In the wake of the introduction of ChatGPT, AI applications have increasingly adopted the Retrieval Augmented Generation (RAG), with a primary focus on improving these RAG systems to influence the future generation of AI applications. The ideal AI agents are designed to enhance the capabilities of the Language Model (LM) to solve real-world problems, especially those that necessitate the ability to reason, plan, and execute tasks effectively.
For an AI agent to successfully interact with complex environments, it must be able to reason independently and assist users in accomplishing a variety of tasks. A harmonious relationship between action and reasoning helps AI agents learn new tasks swiftly. Moreover, AI agents must also possess the ability to adapt their plans based on new information or feedback, and the absence of this could potentially result in improper operation.
To address these challenges, researchers from IBM and Microsoft have proposed two distinct AI agent architectures—Single Agent Architectures (SSAs) and Multi-Agent Architectures (MAAs) to fulfill complex goals—each of which features enhanced reasoning, planning, and tool execution capabilities. SSAs, as the name suggests, depend on a single language model and conduct all tasks independently. Conversely, MAAs comprise of two or more agents, each utilizing either the same or different language models.

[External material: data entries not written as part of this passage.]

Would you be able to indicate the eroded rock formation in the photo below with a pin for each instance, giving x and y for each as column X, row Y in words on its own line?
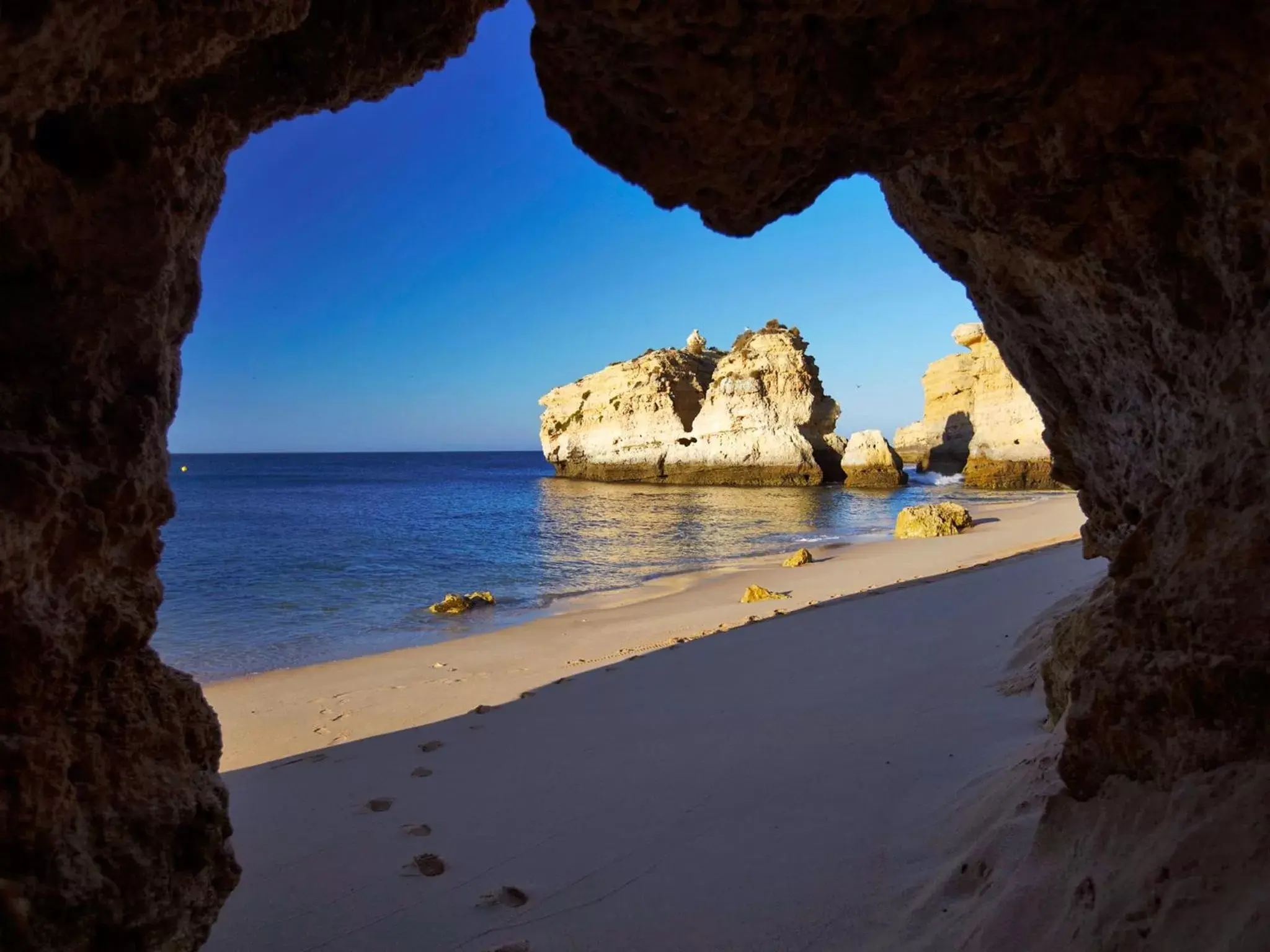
column 978, row 420
column 933, row 521
column 870, row 462
column 1095, row 175
column 752, row 416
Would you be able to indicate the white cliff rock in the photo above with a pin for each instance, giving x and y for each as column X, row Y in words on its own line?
column 978, row 420
column 870, row 462
column 756, row 415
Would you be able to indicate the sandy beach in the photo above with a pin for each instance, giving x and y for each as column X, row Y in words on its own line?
column 281, row 714
column 770, row 787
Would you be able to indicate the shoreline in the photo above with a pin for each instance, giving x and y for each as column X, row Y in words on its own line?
column 293, row 711
column 794, row 783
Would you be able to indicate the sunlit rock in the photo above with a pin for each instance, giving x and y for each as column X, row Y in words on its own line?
column 931, row 521
column 753, row 415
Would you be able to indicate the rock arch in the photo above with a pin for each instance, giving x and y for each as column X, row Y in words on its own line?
column 1094, row 173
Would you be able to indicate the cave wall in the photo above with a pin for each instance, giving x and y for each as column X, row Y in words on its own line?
column 116, row 121
column 1096, row 175
column 1093, row 172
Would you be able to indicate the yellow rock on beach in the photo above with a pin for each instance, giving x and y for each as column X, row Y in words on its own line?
column 757, row 593
column 930, row 521
column 454, row 603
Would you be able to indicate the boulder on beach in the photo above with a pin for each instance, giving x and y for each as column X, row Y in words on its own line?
column 454, row 603
column 931, row 521
column 757, row 593
column 870, row 462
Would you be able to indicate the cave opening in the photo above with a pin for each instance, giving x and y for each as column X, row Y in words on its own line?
column 1106, row 218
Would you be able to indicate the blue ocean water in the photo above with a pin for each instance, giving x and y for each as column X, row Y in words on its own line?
column 282, row 560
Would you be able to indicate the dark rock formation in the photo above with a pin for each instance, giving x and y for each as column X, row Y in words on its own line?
column 1095, row 174
column 115, row 125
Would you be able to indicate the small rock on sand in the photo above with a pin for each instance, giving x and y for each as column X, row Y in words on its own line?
column 757, row 593
column 931, row 521
column 802, row 558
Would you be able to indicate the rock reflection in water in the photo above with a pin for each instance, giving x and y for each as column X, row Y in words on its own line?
column 610, row 534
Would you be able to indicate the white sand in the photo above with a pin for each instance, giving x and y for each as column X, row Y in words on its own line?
column 774, row 787
column 281, row 714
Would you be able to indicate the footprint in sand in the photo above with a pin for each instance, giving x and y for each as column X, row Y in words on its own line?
column 310, row 758
column 427, row 865
column 507, row 896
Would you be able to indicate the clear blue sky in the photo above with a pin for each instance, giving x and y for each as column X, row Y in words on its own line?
column 414, row 273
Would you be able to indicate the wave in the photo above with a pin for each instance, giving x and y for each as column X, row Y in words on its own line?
column 933, row 479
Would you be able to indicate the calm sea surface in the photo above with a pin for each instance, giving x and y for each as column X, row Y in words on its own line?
column 282, row 560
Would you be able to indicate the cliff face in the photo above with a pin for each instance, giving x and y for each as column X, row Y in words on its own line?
column 978, row 419
column 619, row 423
column 756, row 415
column 870, row 462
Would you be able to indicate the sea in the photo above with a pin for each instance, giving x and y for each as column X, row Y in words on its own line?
column 291, row 559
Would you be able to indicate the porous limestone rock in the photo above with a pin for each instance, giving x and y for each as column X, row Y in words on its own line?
column 455, row 603
column 757, row 593
column 870, row 462
column 755, row 415
column 978, row 420
column 799, row 559
column 619, row 423
column 931, row 521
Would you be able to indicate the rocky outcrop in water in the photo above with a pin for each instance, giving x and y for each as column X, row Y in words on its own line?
column 755, row 415
column 870, row 462
column 978, row 420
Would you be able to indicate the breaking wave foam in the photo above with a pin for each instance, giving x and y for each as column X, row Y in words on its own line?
column 934, row 479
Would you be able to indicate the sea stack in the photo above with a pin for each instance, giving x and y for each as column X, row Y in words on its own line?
column 978, row 420
column 755, row 415
column 870, row 462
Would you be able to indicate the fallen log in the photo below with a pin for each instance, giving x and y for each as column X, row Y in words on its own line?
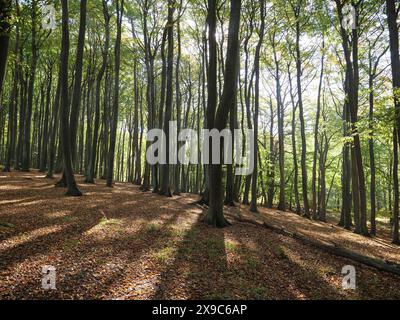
column 333, row 248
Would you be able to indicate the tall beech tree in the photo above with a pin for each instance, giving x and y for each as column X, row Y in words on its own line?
column 215, row 216
column 72, row 189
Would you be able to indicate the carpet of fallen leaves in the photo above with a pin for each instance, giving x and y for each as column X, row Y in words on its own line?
column 121, row 243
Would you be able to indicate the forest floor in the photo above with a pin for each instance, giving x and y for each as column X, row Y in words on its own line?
column 121, row 243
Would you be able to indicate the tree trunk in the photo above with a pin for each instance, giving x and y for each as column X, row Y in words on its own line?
column 65, row 128
column 114, row 119
column 215, row 215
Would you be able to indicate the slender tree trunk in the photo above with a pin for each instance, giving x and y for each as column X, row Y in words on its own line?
column 114, row 120
column 215, row 215
column 65, row 127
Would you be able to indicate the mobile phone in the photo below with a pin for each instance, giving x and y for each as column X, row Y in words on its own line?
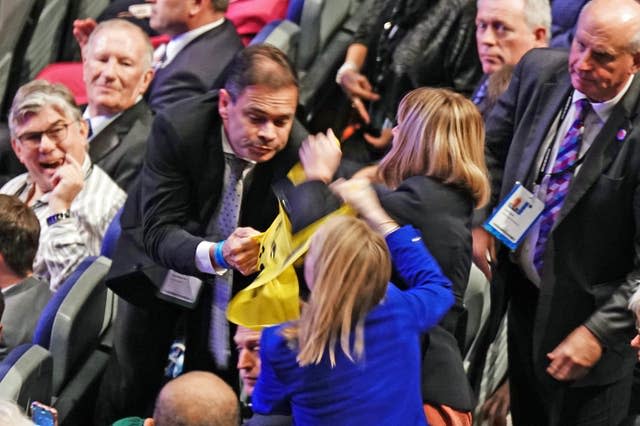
column 43, row 415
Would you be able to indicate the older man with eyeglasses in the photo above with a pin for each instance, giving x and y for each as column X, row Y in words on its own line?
column 74, row 200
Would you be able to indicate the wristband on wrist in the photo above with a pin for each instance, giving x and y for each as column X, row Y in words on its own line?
column 347, row 66
column 218, row 257
column 57, row 217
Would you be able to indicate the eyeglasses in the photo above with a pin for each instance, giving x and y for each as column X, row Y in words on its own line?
column 56, row 134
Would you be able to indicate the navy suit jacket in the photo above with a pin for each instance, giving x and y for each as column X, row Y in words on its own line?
column 592, row 258
column 197, row 68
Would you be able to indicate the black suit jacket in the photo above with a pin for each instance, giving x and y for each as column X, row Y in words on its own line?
column 442, row 213
column 178, row 191
column 197, row 68
column 119, row 148
column 592, row 258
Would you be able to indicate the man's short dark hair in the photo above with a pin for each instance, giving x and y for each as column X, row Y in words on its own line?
column 19, row 234
column 220, row 5
column 260, row 64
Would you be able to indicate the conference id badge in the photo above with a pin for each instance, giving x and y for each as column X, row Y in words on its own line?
column 513, row 218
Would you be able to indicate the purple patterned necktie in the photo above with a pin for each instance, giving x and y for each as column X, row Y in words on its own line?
column 560, row 178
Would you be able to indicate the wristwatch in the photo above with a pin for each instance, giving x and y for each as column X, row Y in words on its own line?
column 55, row 218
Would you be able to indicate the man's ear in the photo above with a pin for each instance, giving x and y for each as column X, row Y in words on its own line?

SSAs, while devoid of a feedback mechanism from other AI agents, can accept and incorporate feedback from users to guide them in reaching their goals. On the other hand, MAAs have unique identities or characteristics and can employ the same or different tools. These agents rely on multiple organizations, divided into vertical and horizontal fractions, with most architecture lying between these two ends of the spectrum.
Researchers introduced methods such as Language Agent Tree Search (LATS) and MetaGPT while working on SSAs and MAAs. LATS is a single-agent technique that integrates planning, action, and reasoning through trees and uses an LM-based strategy to explore potential outcomes before selecting an action. MetaGPT addresses the challenge of unproductive chatter among MAAs by requiring agents to produce structured outputs like documents and diagrams. In tests against the HumanEval and MBPP benchmarks, MetaGPT’s MMA demonstrated superior results compared to SSAs.
In conclusion, the proposed AI agent architectures—SSAs and MAAs—are designed to overcome complex goals and exhibit strong performance in various tasks that require reasoning and tool execution. However, these architectures present challenges concerning agent evaluation, as the introduction of unique agent benchmarks alongside their agent implementation makes the comparison of multiple agent implementations challenging.